Because that's the biological equivalent of that catastrophic bug that only happens in very weird and very specific conditions


Are you referring to alphafold etc?

My understanding is they don't actually simulate or calculate (meta)stable states of proteins, but rather extrapolate on known folds of experimentally confirmed proteins (basically peeking at what types of folds are found in similar sequences in other proteins. then known as homologous proteins).

How proteins get folded, unfolded, refolded etc depends on the exact cellular or vacuolar environment.

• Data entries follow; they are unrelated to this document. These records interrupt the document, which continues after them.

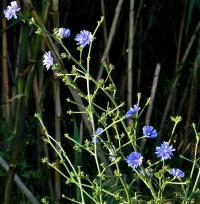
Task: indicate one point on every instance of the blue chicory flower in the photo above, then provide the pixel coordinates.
(63, 32)
(48, 60)
(11, 10)
(177, 173)
(164, 151)
(149, 131)
(132, 111)
(134, 159)
(84, 38)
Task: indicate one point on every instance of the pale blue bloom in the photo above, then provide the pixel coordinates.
(149, 131)
(177, 173)
(134, 159)
(11, 10)
(64, 32)
(48, 60)
(84, 38)
(164, 151)
(132, 111)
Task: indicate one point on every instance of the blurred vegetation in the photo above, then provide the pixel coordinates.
(160, 32)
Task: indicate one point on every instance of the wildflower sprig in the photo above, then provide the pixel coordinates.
(114, 132)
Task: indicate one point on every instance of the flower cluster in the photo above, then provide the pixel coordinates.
(11, 10)
(164, 151)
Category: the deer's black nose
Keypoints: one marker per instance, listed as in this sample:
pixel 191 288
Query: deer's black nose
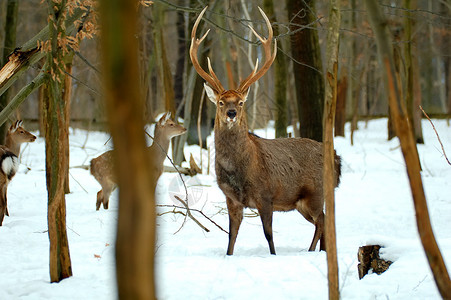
pixel 231 113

AlphaFold isn't trained on the environment, it only sees the known mappings from genetic sequence to protein structure. It is patently unaware of any environmental aid or frustration in correctly folding a protein.

An incorrectly folded protein structure (putative prion structure) and its correctly folded structure share the same genetic sequence. AlphaFold is effectively blind, it was just trained on correctly folded proteins with known structure.

Unless future versions of alphafold use ML to speed up actual QM or molecular modelling calculations

I don't see how alphafold can help enumerate all potential misfolds of all proteins generated or preserved in an animal of species A and consumed in an animal of species B, and calculate all possible ways a misfolded protein from A may act as a prion in B.


Its only safer because of dilution - insects are less likely to have proteins that a prion can induce to misfolding.

But unless it is demonstrated that insect digestive systems have some magical enzyme that can do what autoclaves can't, that is break down prions, then it cannot be assumed safe.